Manoel Messias, presidente da Cecresp (Central das Cooperativas de Crédito do Estado de São Paulo), que reúne 200 cooperativas no Estado, admite a precariedade na administração das cooperativas de crédito. "O problema é que quem senta na cadeira de um administrador de uma cooperativa são médicos, engenheiros, metalúrgicos, advogados, muitas vezes amadores em gestão. Por isso, eles não são tão prudentes no cumprimento das regras. O levantamento do BC reflete a realidade, mas a maioria das cooperativas não está nessa situação."
Para Alcenor Pagnussatt, coordenador da área de cooperativas de crédito da OCB (Organização das Cooperativas Brasileiras), se só 5% do total de cooperativas de crédito do país estão com patrimônio negativo, isso mostra que o setor vai bem. "Os bons exemplos prevalecem nos números." Ele também preside a Confederação Interestadual das Cooperativas ligadas ao Sicred (Sistema de Crédito Cooperativo), entidade que reúne 130 cooperativas de crédito, com 460 mil cooperados em cinco Estados.

Fechamento
As dificuldades financeiras das cooperativas de crédito são constatadas nos números de liquidações registrados pelo BC. No ano passado, 23 instituições foram liquidadas, quase o dobro de 2001, quando 12 foram extintas. Essas liquidações ocorreram após intervenção do BC em comum acordo com essas instituições.
Outras duas cooperativas de crédito fecharam, em 2001 -essas por determinação do BC. A Creditel (Cooperativa de Crédito dos Empregados de Empresas de Telecomunicações) e a Coopetfes (Cooperativa de Crédito dos Servidores das Escolas Técnicas Federais do Espírito Santo), ambas do Estado do Espírito Santo.
A Coopetfes recebeu irregularmente R$ 9 milhões do governo do Estado do Espírito Santo. De acordo com as normas do BC, as cooperativas só podem receber recursos de seus associados.

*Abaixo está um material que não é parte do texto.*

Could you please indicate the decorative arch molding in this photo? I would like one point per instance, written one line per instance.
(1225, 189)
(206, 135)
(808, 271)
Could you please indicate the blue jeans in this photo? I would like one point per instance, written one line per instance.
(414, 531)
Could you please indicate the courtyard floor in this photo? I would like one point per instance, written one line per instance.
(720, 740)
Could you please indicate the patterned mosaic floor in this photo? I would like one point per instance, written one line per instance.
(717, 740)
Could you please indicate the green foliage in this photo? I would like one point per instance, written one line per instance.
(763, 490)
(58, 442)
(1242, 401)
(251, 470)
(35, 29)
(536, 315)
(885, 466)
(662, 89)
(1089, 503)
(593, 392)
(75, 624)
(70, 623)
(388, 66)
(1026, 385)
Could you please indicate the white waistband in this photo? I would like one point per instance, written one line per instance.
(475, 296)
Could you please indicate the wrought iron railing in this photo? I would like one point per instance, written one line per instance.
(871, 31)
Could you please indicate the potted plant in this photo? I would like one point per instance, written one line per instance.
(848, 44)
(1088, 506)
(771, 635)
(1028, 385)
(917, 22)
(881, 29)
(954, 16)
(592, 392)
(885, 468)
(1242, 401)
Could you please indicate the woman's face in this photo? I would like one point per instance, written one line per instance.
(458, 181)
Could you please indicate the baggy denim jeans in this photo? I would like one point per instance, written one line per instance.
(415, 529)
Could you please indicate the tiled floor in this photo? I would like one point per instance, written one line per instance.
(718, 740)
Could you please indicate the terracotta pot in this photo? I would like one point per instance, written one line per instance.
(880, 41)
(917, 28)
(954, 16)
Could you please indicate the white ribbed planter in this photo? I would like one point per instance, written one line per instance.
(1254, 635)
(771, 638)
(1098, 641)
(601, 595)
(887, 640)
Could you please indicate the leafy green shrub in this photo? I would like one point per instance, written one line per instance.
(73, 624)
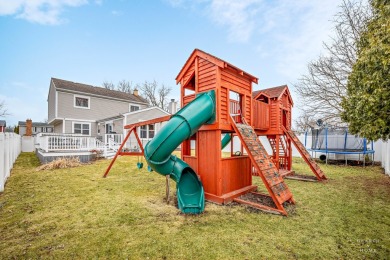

Também concedeu empréstimo irregular de R$ 19,6 milhões em 1998 para o colaborador da campanha do governador do Espírito Santo. A Creditel foi liquidada pelo BC porque emprestou à Coopetfes R$ 5,7 milhões -além de não poder emprestar dinheiro para outra cooperativa, não poderia emprestar mais do que R$ 80 mil para um único cliente. O caso foi revelado durante a CPI da Propina.